Um dos estudos é a dissertação de mestrado da linguista Fernanda Consoni. No experimento realizado, a última sílaba das palavras era apagada. Havia igual número de palavras proparoxítonas, paroxítonas e oxítonas (conjuntos como: “máquina – maquina – maquinar”). A tarefa dos ouvintes era dizer qual palavra havia sido pronunciada. Os resultados indicaram que:

  • Pouquíssimas palavras receberam 100% de acerto. Ou seja, a partir do momento em que a palavra é degradada, a percepção do ouvinte é de fato prejudicada.
  • As palavras proparoxítonas e paroxítonas foram as mais corretamente identificadas pelos ouvintes (90 e 80%, respectivamente). Essas eram justamente as palavras em que a manipulação experimental preservou a sílaba tônica.
  • As palavras oxítonas foram as que mais impuseram dificuldades para os ouvintes.
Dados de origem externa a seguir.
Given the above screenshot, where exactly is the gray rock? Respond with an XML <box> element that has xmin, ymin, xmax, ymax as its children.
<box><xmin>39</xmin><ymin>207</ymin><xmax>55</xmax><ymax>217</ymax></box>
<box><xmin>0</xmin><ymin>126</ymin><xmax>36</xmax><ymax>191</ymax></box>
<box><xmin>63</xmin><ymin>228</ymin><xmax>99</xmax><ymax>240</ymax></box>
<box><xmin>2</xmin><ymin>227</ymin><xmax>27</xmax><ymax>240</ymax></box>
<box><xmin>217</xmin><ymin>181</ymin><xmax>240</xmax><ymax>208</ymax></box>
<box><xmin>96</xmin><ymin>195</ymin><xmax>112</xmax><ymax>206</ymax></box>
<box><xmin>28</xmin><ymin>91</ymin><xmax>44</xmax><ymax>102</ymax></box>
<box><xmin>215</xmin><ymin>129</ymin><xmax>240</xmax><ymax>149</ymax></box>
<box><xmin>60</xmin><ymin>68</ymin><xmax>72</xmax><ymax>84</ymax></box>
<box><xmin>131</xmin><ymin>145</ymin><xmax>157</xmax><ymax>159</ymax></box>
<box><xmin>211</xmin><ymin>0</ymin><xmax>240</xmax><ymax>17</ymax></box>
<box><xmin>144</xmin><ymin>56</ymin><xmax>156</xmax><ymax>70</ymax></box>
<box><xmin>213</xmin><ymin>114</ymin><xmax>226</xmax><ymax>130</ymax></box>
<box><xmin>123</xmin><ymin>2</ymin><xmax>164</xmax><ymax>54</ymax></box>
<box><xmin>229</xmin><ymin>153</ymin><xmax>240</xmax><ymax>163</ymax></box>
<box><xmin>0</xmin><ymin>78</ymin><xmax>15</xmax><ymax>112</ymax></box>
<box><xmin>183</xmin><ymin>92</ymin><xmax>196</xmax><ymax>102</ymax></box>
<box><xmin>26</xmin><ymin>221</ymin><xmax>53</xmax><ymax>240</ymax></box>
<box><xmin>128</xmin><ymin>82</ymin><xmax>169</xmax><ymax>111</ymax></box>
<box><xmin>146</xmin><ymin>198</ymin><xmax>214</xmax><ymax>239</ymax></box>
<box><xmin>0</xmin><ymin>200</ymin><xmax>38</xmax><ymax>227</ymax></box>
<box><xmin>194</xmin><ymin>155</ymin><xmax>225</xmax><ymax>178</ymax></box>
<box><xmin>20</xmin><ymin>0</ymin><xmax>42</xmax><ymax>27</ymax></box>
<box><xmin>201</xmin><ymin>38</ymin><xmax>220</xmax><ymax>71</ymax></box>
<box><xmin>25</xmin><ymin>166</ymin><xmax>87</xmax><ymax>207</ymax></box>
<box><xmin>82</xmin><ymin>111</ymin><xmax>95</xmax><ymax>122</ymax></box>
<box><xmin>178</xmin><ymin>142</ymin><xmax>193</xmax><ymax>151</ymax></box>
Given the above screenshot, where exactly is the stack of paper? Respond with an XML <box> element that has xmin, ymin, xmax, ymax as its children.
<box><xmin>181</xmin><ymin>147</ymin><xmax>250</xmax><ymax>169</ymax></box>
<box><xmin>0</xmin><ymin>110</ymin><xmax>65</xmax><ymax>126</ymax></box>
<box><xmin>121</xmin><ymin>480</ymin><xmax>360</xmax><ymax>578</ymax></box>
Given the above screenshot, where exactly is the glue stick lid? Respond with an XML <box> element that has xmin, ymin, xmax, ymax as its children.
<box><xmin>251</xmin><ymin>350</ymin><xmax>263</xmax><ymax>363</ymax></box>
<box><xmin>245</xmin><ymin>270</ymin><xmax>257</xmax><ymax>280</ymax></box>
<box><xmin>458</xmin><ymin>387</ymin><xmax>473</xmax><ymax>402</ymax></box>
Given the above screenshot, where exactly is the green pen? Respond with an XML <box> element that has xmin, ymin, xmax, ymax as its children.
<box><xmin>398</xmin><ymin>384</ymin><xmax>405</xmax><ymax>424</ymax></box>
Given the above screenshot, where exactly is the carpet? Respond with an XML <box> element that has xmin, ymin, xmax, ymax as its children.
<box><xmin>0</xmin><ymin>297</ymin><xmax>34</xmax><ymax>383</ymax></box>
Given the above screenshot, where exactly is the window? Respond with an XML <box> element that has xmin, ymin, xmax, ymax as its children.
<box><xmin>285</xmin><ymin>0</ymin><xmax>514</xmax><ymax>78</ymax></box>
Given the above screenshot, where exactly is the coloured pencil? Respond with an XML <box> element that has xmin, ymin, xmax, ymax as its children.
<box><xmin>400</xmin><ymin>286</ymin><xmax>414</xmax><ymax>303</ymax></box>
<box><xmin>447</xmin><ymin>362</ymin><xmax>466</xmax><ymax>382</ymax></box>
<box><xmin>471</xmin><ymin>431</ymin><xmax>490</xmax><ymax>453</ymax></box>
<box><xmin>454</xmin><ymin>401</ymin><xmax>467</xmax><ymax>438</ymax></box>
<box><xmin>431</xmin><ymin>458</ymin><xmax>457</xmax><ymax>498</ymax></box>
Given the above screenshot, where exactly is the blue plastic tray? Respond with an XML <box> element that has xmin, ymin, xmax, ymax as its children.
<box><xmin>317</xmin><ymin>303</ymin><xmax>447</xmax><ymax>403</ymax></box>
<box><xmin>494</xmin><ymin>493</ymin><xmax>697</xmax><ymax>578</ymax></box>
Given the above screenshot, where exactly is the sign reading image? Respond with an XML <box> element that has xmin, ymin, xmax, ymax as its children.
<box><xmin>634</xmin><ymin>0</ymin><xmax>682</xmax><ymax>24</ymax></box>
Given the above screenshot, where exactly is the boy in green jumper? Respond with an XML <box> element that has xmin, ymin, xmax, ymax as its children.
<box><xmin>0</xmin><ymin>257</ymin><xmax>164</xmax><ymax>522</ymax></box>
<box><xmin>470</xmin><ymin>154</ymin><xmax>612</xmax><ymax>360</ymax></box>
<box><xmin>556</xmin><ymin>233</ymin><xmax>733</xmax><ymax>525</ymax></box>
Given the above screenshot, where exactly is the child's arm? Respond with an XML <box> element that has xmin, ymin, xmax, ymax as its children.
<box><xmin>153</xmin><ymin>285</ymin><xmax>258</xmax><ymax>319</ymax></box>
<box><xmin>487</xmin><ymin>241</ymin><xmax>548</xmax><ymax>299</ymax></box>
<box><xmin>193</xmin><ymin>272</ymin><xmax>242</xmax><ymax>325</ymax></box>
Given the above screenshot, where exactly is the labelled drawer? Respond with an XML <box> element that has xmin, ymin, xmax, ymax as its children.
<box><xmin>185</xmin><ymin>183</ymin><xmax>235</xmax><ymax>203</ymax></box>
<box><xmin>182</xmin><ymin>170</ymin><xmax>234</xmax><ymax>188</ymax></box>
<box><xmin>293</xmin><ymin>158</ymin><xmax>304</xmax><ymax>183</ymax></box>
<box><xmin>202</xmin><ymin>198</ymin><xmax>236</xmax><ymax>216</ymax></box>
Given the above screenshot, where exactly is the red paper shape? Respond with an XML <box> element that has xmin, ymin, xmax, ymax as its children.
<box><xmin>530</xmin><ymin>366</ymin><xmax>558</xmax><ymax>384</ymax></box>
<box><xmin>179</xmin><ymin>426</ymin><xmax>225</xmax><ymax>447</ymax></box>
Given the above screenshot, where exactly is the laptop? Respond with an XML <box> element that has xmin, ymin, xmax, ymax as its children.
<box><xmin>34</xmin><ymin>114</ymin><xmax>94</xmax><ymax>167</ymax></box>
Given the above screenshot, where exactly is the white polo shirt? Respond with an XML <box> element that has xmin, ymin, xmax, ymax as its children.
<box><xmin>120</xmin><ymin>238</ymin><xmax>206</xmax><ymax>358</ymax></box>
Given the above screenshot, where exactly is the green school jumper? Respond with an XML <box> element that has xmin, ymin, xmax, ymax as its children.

Neste caso, os acertos foram modestos (apenas 50%).

Ou seja, o estudo mostra que a sílaba tônica é um dos índices utilizados pelo ouvinte para identificar a palavra corretamente.

O outro estudo é a tese de doutorado do linguista Pablo Arantes. O experimento realizado testou a atenção do ouvinte ao longo de frases. Foi utilizada uma frase- veículo (“A [palavra-alvo] parece menor hoje”), a qual era preenchida com palavras-chave de 4 ou 5 sílabas (como “patarata” e “locomotiva”). As frases apresentavam dois grupos acentuais, assim delimitados: “A locomotiva / parece menor hoje”. Foram inseridos cliques ao longo das vogais do primeiro grupo acentual. Havia apenas um clique por frase. A tarefa dos ouvintes era apertar um botão toda vez que ouvissem o clique. O tempo de reação, isto é, o intervalo entre a audição do clique e o apertar do botão, foi medido.

A figura a seguir ilustra os resultados obtidos para palavras de 5 sílabas. O tempo de reação diminuiu à medida que o clique estava posicionado mais perto da sílaba tônica da palavra-alvo. Ou seja, o grau de atenção do ouvinte aumenta à medida que a sílaba tônica se aproxima.

Acentuação - percepção 5 sílabas
Pelo estudo sobre produção e percepção da acentuação em português brasileiro, Pablo Arantes e Plínio A. Barbosa receberam menção honrosa no “Prêmio Capes de Teses 2011”, divulgado em junho deste ano. A tese chama-se “Integrando produção e percepção de proeminências secundárias numa abordagem dinâmica do ritmo da fala”.

Portanto, a sílaba tônica é especial tanto para o falante, quanto para o ouvinte. Sendo mais proeminente, a sílaba tônica chama a atenção para as fronteiras entre as palavras (principalmente no caso de línguas com acento fixo). Como a produção articulatória da fala é um processo contínuo, o grau de coarticulação entre os fones é alto. Neste sentido, a existência de sílabas mais proeminentes ajuda a sinalizar as bordas entre palavras.

Encerro aqui esta pequena série de posts sobre a acentuação no português brasileiro falado.

 

* Agradeço ao colega linguista Prof. Dr. Pablo Arantes pelas contribuições ao conteúdo deste post.